A very bookish sort of Mothers' Day
I don't know why I do a Mothers' Day post every year, but I do. Although this one is so late, it's sort of morphing into the birthday post and really, it's just about books.
The Dunedin Writers and Readers Festival was on in mid-May. It was exhausting and wonderful. I went to a creative writing workshop with Glenn Colquhoun and if you ever get the chance to go to any sort of anything with him, do not even blink, just go. It was scary as all get out and then it was affirming and then it gave me what I needed. Dirty up your writing, he said. I ask you, how could you not love a man like that?

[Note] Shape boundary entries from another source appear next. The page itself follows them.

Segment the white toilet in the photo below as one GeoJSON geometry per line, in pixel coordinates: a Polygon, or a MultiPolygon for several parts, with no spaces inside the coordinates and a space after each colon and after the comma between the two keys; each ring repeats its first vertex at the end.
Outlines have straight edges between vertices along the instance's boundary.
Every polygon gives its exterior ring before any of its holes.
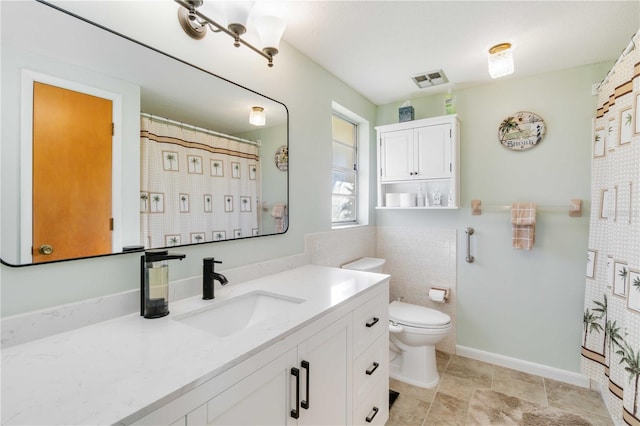
{"type": "MultiPolygon", "coordinates": [[[[365,257],[343,266],[367,272],[382,272],[384,259],[365,257]]],[[[400,301],[389,304],[389,375],[423,388],[440,381],[436,366],[436,344],[451,331],[449,315],[400,301]]]]}

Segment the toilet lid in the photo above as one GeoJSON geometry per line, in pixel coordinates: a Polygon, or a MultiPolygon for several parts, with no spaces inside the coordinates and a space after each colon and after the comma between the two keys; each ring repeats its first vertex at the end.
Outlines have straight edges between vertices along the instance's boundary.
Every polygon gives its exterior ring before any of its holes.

I heard the lovely Emma Neale and Barbara Brookes read from their new books, discovered Ian Rankin, Victor Rodger, John Lanchester and Stella Duffy, rediscovered Bill Manhire and remembered The Magic Faraway Tree, took Rabbit to hear Selina Tusitala Marsh deliver the keynote address and then learn about making books about bees and monsters, lost it at the circle of laureates when Rob Tuwhare sang his Dad's poetry, cried again with my sister listening to the marvellous and compassionate Emily Writes, thought about family and memory with Ashleigh Young and Adam Dudding and then crawled home and tried, not very successfully, to reintegrate myself into family and work. I was so happy, thinking and listening, angling towards the light, towards words laid together just so, towards ideas and wairua and the song of it all. I couldn't be there all the time, attuned like that, but for a few days it fed me.